Re: RDD Partitions not distributed evenly to executors

Posted by Mike Hynes <91...@gmail.com>.

Dear all,

Thank you for your responses.

Michael Slavitch:
> Just to be sure:  Has spark-env.sh and spark-defaults.conf been correctly propagated to all nodes?  Are they identical?
Yes; these files are stored on a shared memory directory accessible to
all nodes.

Koert Kuipers:
> we ran into similar issues and it seems related to the new memory
> management. can you try:
> spark.memory.useLegacyMode = true
I reran the exact same code with a restarted cluster using this
modification, and did not observe any difference.

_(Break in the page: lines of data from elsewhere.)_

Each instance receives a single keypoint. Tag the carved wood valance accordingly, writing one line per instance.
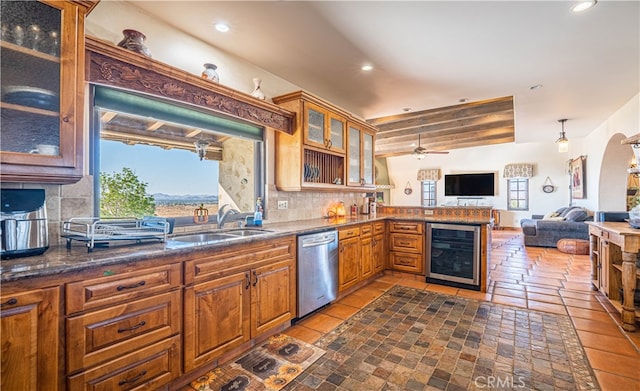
(111, 65)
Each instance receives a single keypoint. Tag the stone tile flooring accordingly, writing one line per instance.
(539, 279)
(412, 339)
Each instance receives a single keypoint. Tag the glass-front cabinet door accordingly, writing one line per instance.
(367, 158)
(324, 129)
(354, 177)
(360, 154)
(40, 104)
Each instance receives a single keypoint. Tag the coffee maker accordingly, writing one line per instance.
(23, 223)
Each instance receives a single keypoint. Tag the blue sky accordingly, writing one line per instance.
(172, 171)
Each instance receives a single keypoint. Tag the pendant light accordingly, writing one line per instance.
(563, 141)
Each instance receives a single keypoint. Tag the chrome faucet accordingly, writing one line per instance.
(229, 214)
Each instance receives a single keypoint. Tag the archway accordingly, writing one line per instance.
(612, 189)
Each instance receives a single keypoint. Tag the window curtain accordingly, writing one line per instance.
(429, 174)
(519, 170)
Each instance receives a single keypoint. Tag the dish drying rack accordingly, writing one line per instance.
(95, 230)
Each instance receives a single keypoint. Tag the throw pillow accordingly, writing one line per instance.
(576, 214)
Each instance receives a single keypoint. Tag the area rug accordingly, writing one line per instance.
(411, 339)
(269, 366)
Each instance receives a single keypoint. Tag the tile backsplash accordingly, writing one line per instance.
(63, 202)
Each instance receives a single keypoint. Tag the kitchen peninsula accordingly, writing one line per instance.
(162, 293)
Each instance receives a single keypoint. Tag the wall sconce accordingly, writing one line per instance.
(201, 148)
(563, 141)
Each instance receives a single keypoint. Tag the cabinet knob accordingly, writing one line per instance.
(11, 301)
(136, 285)
(133, 379)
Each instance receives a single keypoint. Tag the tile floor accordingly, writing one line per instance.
(535, 278)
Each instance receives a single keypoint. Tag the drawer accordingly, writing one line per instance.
(406, 243)
(120, 288)
(101, 335)
(414, 227)
(148, 368)
(408, 262)
(238, 258)
(378, 228)
(366, 230)
(347, 233)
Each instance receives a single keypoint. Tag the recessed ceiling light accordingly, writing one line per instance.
(222, 27)
(583, 5)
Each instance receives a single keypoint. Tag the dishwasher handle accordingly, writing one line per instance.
(321, 241)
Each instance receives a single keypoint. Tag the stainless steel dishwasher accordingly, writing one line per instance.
(317, 270)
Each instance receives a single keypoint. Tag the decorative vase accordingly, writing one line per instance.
(210, 73)
(257, 92)
(134, 40)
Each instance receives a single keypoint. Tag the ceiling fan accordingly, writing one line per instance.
(422, 152)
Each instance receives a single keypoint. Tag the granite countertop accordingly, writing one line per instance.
(58, 259)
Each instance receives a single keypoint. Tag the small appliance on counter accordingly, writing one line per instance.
(23, 223)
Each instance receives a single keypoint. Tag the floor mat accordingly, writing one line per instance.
(270, 366)
(411, 339)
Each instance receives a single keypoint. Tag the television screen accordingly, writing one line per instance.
(469, 185)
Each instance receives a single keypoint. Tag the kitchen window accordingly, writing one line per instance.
(186, 156)
(518, 194)
(429, 193)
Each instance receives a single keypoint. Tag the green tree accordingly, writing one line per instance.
(123, 194)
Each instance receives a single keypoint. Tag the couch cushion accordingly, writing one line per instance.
(576, 214)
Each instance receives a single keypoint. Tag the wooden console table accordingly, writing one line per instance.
(614, 248)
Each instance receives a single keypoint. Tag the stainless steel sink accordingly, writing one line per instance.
(220, 236)
(204, 238)
(246, 231)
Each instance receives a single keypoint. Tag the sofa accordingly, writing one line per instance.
(564, 223)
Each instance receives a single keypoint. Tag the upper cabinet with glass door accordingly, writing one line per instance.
(323, 128)
(317, 156)
(360, 156)
(41, 72)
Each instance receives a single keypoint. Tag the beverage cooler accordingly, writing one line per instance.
(453, 255)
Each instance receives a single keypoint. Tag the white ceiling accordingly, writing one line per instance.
(430, 54)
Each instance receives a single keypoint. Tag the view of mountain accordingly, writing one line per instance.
(162, 198)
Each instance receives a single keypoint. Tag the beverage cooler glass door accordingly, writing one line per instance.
(453, 256)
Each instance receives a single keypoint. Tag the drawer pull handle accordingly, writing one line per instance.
(137, 285)
(11, 301)
(132, 327)
(133, 379)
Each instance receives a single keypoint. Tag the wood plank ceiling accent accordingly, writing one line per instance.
(132, 130)
(466, 125)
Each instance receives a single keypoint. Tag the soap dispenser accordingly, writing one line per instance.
(257, 216)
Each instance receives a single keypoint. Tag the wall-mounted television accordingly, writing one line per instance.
(469, 185)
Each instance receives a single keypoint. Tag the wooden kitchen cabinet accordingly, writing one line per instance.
(236, 295)
(123, 328)
(366, 251)
(348, 257)
(379, 246)
(314, 156)
(30, 341)
(406, 246)
(43, 91)
(360, 156)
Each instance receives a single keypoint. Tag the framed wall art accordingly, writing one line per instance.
(577, 171)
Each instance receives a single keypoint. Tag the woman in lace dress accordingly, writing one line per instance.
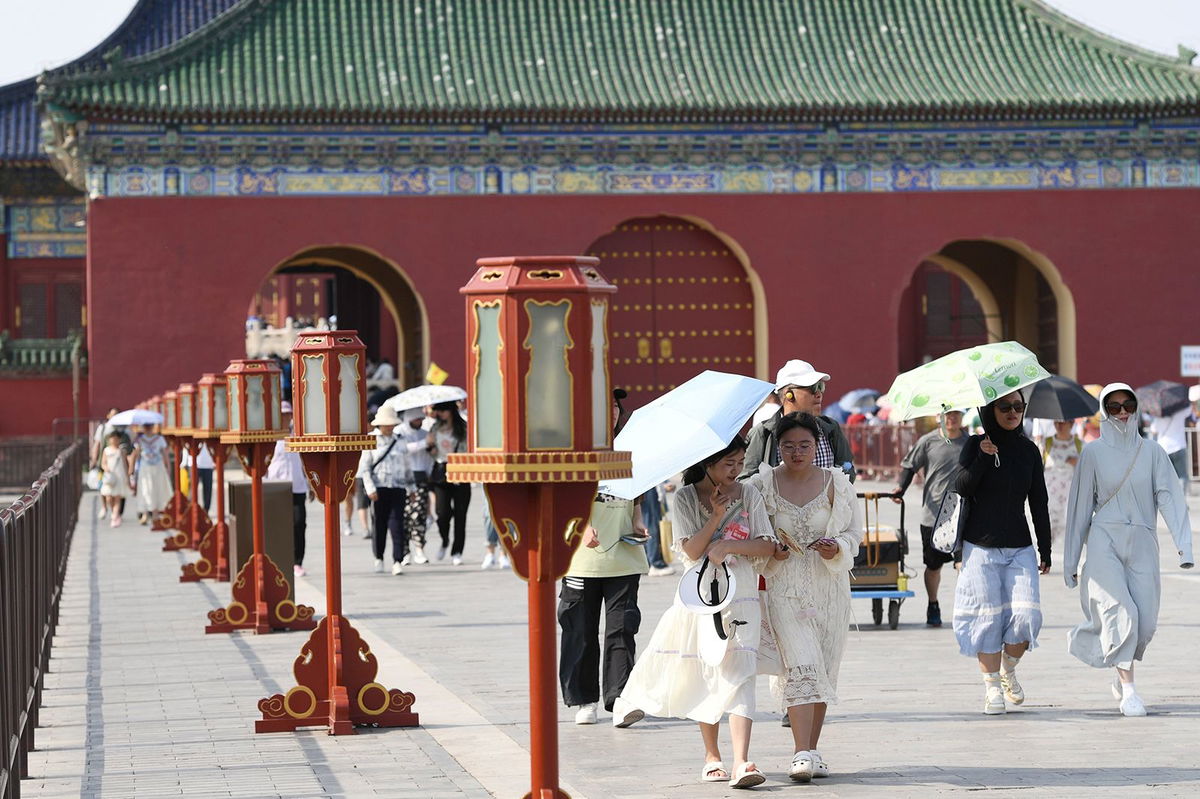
(714, 517)
(819, 520)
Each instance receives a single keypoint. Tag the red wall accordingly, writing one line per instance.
(169, 278)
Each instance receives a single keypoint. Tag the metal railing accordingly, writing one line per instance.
(879, 449)
(41, 354)
(35, 536)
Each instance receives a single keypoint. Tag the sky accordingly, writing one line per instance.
(41, 34)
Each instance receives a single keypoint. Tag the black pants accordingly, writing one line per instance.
(389, 516)
(205, 478)
(579, 616)
(298, 523)
(453, 499)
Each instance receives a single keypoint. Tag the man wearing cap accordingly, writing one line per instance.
(288, 467)
(799, 389)
(385, 473)
(936, 452)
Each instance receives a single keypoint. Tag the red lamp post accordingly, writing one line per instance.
(173, 517)
(261, 590)
(540, 440)
(213, 420)
(336, 671)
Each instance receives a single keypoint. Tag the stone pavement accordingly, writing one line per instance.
(142, 703)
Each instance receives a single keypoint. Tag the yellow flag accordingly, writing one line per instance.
(436, 374)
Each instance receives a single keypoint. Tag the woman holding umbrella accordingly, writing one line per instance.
(1121, 484)
(713, 517)
(997, 612)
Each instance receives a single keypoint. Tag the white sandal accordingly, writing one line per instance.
(747, 776)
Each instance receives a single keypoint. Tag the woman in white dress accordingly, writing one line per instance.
(153, 482)
(1060, 454)
(114, 485)
(1122, 481)
(714, 517)
(820, 523)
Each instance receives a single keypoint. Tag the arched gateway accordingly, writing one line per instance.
(685, 304)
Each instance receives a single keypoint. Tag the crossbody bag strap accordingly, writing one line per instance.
(1126, 478)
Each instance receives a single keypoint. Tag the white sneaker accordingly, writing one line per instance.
(1133, 706)
(994, 698)
(820, 768)
(803, 768)
(624, 714)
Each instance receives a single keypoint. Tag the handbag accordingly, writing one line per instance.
(952, 517)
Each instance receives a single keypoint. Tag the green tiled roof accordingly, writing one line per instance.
(635, 61)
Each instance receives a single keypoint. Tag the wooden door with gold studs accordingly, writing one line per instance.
(683, 305)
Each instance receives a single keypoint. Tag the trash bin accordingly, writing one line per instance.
(276, 527)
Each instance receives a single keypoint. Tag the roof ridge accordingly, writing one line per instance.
(1069, 25)
(124, 68)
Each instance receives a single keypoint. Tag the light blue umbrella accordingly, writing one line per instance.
(684, 426)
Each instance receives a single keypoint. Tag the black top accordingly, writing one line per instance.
(997, 493)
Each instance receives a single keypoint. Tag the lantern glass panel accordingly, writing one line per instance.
(220, 408)
(276, 395)
(313, 370)
(235, 404)
(549, 383)
(256, 407)
(204, 395)
(601, 416)
(349, 419)
(489, 414)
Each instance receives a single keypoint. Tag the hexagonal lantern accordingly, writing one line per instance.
(211, 406)
(540, 439)
(169, 413)
(329, 392)
(255, 396)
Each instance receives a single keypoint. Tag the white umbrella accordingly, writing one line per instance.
(684, 426)
(425, 395)
(136, 416)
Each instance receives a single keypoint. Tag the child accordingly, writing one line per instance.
(114, 486)
(1060, 454)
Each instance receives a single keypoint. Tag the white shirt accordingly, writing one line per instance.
(287, 466)
(1169, 431)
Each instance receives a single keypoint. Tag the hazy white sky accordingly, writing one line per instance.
(41, 34)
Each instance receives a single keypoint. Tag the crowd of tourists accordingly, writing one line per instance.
(779, 516)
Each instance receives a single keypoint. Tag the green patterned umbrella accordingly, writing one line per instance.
(966, 378)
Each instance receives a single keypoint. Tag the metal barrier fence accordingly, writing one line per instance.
(35, 536)
(879, 449)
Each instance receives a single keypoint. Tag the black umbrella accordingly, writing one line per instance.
(1163, 398)
(1059, 397)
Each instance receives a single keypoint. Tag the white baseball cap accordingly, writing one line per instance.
(798, 373)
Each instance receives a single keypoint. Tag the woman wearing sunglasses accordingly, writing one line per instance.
(717, 517)
(1122, 481)
(997, 611)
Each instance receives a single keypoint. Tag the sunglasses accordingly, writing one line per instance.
(1131, 406)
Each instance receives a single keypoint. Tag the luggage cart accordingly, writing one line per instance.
(880, 576)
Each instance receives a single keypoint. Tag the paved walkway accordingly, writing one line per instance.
(142, 703)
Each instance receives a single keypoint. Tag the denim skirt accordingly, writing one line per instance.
(996, 601)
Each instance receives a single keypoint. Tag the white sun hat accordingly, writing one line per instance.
(796, 372)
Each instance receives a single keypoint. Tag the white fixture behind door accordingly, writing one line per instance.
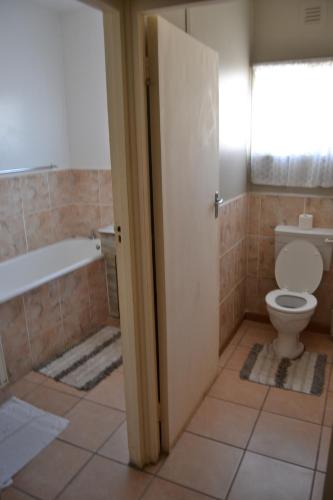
(184, 140)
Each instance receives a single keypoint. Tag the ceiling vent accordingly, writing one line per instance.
(313, 13)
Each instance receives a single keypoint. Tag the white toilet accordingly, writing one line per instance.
(301, 256)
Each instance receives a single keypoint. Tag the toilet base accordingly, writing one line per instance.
(288, 346)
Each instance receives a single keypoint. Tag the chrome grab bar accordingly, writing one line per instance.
(218, 202)
(27, 169)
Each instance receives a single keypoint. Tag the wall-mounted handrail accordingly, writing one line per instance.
(27, 169)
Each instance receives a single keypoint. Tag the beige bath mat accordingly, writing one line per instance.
(305, 374)
(86, 364)
(24, 432)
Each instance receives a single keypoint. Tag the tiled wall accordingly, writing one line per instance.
(265, 212)
(233, 219)
(44, 322)
(40, 209)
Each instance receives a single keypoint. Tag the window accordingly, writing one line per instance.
(292, 124)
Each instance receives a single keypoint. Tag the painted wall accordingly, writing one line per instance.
(33, 128)
(278, 32)
(53, 105)
(85, 82)
(226, 28)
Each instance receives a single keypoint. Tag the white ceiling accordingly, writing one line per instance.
(60, 5)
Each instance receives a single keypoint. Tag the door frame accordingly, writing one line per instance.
(128, 128)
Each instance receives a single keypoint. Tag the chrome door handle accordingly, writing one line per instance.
(218, 202)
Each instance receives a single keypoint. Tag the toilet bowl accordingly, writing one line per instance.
(298, 272)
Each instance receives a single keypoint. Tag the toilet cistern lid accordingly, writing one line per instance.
(299, 267)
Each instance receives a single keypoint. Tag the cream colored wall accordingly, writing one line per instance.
(226, 28)
(278, 32)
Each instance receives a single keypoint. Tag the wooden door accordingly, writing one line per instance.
(183, 95)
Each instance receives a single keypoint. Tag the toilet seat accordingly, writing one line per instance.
(299, 267)
(275, 300)
(298, 272)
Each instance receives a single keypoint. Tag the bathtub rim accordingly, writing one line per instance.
(53, 275)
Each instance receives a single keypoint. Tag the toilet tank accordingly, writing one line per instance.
(322, 238)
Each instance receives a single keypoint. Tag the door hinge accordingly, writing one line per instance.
(147, 72)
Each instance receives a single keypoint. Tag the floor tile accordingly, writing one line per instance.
(318, 486)
(202, 464)
(286, 438)
(319, 343)
(224, 421)
(256, 335)
(91, 424)
(238, 358)
(47, 474)
(328, 418)
(117, 446)
(51, 401)
(239, 334)
(36, 378)
(330, 385)
(262, 478)
(103, 479)
(14, 494)
(295, 404)
(230, 387)
(67, 389)
(227, 352)
(325, 442)
(163, 490)
(22, 388)
(110, 392)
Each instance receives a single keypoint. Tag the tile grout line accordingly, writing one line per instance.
(246, 448)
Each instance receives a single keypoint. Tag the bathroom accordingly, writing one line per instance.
(252, 430)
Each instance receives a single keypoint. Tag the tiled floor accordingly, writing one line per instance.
(245, 442)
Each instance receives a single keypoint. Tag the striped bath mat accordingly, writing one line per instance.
(305, 374)
(86, 364)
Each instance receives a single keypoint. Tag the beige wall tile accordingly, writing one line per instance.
(267, 258)
(35, 192)
(64, 222)
(10, 197)
(252, 294)
(241, 211)
(14, 337)
(227, 321)
(322, 210)
(40, 229)
(12, 237)
(252, 256)
(61, 187)
(227, 273)
(42, 307)
(46, 344)
(240, 261)
(227, 227)
(254, 206)
(105, 187)
(85, 219)
(86, 186)
(279, 210)
(74, 292)
(239, 302)
(77, 326)
(107, 215)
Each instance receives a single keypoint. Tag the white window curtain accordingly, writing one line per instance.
(292, 124)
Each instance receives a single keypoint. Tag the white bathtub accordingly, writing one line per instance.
(33, 269)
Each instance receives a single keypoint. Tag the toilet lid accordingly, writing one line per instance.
(299, 267)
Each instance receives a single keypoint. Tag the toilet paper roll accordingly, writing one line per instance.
(305, 221)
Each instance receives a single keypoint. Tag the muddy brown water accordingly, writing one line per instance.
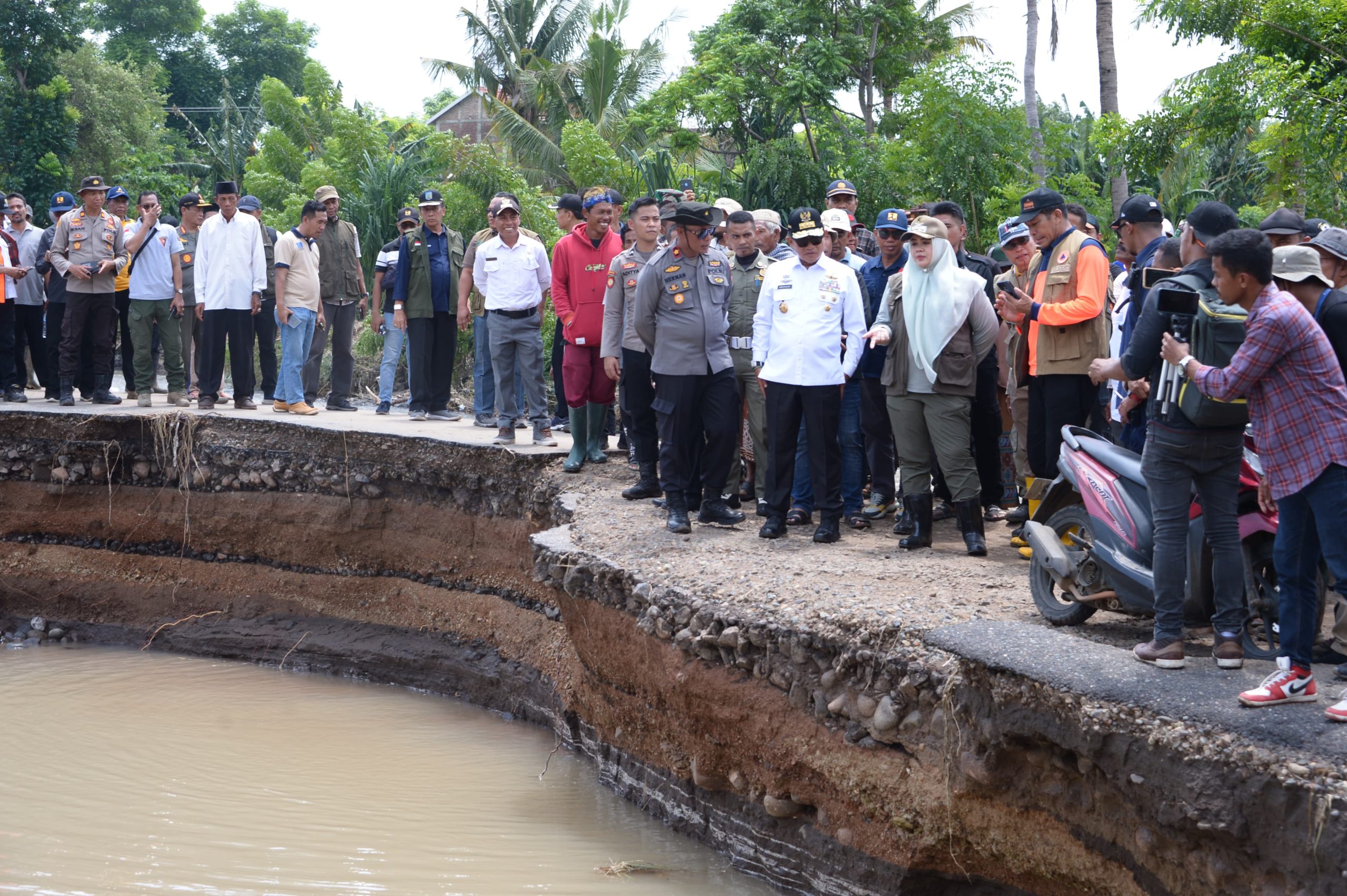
(127, 771)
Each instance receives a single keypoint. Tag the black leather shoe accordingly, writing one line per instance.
(678, 522)
(648, 484)
(828, 531)
(970, 523)
(920, 506)
(717, 511)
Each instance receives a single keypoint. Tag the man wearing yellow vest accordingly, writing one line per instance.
(1067, 327)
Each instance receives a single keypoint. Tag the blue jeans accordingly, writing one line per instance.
(1311, 525)
(853, 457)
(394, 343)
(295, 340)
(484, 379)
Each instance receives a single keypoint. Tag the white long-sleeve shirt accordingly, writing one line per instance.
(802, 316)
(231, 263)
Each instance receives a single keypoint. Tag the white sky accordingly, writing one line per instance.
(375, 52)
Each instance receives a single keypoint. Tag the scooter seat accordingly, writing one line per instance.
(1121, 461)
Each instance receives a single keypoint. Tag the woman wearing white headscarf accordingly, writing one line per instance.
(938, 324)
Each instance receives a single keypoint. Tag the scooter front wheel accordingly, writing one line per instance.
(1058, 607)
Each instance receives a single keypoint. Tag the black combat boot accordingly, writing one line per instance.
(717, 511)
(970, 523)
(103, 390)
(678, 522)
(648, 484)
(920, 507)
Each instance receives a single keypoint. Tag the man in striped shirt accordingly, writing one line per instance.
(1298, 406)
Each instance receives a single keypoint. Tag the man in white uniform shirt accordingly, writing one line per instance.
(512, 273)
(806, 309)
(231, 275)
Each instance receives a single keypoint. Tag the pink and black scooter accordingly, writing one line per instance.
(1093, 539)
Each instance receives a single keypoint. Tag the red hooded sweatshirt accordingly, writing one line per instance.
(580, 278)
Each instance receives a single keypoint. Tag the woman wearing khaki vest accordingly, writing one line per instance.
(937, 330)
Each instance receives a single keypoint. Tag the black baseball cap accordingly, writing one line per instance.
(1283, 222)
(1139, 208)
(803, 223)
(1039, 201)
(571, 203)
(1210, 220)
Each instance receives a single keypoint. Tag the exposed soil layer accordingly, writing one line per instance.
(816, 720)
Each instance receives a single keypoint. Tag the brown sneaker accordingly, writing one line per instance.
(1229, 652)
(1165, 655)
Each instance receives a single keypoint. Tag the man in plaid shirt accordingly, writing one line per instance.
(1298, 405)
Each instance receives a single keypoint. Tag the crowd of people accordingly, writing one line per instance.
(790, 366)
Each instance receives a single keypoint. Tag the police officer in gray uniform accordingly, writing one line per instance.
(682, 297)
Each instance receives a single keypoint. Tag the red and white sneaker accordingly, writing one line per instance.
(1288, 685)
(1338, 712)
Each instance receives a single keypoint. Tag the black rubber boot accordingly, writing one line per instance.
(103, 391)
(970, 523)
(920, 507)
(829, 531)
(678, 522)
(717, 511)
(648, 484)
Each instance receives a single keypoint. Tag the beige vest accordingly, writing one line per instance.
(1069, 349)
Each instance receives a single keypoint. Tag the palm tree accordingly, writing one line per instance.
(511, 39)
(600, 85)
(1031, 92)
(1108, 81)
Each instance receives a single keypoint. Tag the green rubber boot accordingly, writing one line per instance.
(580, 437)
(597, 441)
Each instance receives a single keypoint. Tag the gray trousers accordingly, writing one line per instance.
(1174, 462)
(341, 323)
(745, 375)
(519, 340)
(934, 426)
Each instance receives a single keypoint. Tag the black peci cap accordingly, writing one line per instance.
(1140, 208)
(1039, 201)
(1283, 222)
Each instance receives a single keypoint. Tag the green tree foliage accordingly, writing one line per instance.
(147, 30)
(255, 42)
(38, 123)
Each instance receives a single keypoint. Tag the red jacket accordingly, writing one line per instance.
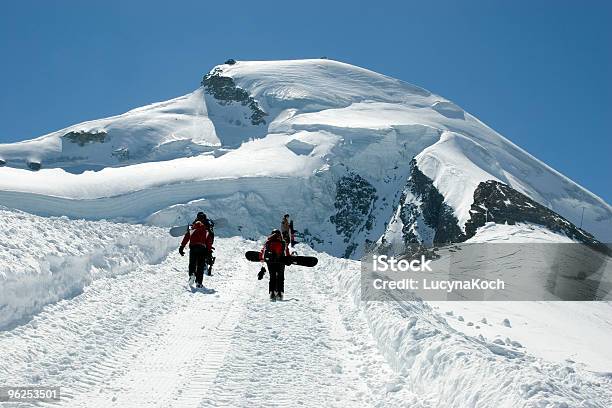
(276, 246)
(198, 234)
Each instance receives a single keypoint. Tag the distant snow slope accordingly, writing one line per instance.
(134, 334)
(328, 142)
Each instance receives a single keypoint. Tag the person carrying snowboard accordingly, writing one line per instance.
(272, 253)
(200, 239)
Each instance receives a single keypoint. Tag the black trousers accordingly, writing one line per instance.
(198, 255)
(277, 277)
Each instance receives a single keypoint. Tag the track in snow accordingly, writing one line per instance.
(144, 339)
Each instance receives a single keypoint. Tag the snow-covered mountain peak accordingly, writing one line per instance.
(356, 157)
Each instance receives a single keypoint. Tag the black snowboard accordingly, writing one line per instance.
(309, 261)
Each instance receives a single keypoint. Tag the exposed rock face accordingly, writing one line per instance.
(497, 202)
(436, 214)
(225, 91)
(354, 202)
(82, 137)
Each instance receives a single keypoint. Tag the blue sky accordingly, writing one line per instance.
(539, 72)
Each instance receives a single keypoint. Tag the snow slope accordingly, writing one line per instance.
(143, 338)
(308, 126)
(44, 260)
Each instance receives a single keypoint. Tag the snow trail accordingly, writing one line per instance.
(145, 339)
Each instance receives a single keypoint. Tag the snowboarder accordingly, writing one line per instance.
(200, 239)
(273, 250)
(287, 230)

The partitioning is
still imbalanced.

Ted Yu:
> If the changes can be ported over to 1.6.1, do you mind reproducing the issue there ?
Since the spark.memory.useLegacyMode setting did not impact my code
execution, I will have to change the Spark dependency back to earlier
versions to see if the issue persists and get back to you.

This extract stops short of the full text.